Chapter 6: Problem 26
Evaluate the following integrals. $$\int_{\ln 2}^{\ln 3} \frac{e^{x}+e^{-x}}{e^{2 x}-2+e^{-2 x}} d x$$
Short Answer
Expert verified
The integral equals $\ln(2) - (\arctan(3) - \arctan(2))$.
Step by step solution
01
Change of Variables
Let's substitute \(t = e^x\). This means \(x = \ln t\) and \(d x = \frac{1}{t} dt\). We also need to change the limits of integration. When \(x = \ln 2\), we have \(t = e^{\ln 2}=2\).

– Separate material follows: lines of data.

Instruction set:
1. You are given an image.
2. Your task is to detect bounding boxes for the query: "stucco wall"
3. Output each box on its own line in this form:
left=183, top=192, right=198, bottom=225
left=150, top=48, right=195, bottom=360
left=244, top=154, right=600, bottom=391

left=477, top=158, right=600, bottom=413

And when \(x = \ln 3\), we have \(t = e^{\ln 3}=3\).
Now the integral becomes:
$$\int_{2}^{3} \frac{t + \frac{1}{t}}{t^2 - 2 + \frac{1}{t^2}} \frac{1}{t} d t$$
02
Simplify the integral
To simplify the integral, let's first combine the terms and multiply \(\frac{1}{t}\) with the function within the integral.
$$\int_{2}^{3} \frac{t^2 + 1}{t^3 - 2t + 1} d t$$
03
Integrate using Partial Fractions
Now, let's try to integrate this function. We can use partial fractions to break down the fraction and obtain an easier integrand. Let the fraction be equal to the sum of two other fractions:
$$\frac{t^2 + 1}{t^3 - 2t + 1} = \frac{A}{t - 1} + \frac{Bt + C}{t^2 + 1}$$
Multiplying both sides by the denominator \((t^3 - 2t + 1)\), we get:
$$t^2 + 1 = A(t^2 + 1) + (Bt + C)(t - 1)$$
04
Solve for A, B, and C
To find the values of A, B, and C, we can plug in specific values of t.
For \(t=1\), we get \(A(1^2 + 1) = 1 + 1 \Rightarrow A = 1\).
Now we let \(t=0\) and we have \(1 = -C \Rightarrow C = -1\).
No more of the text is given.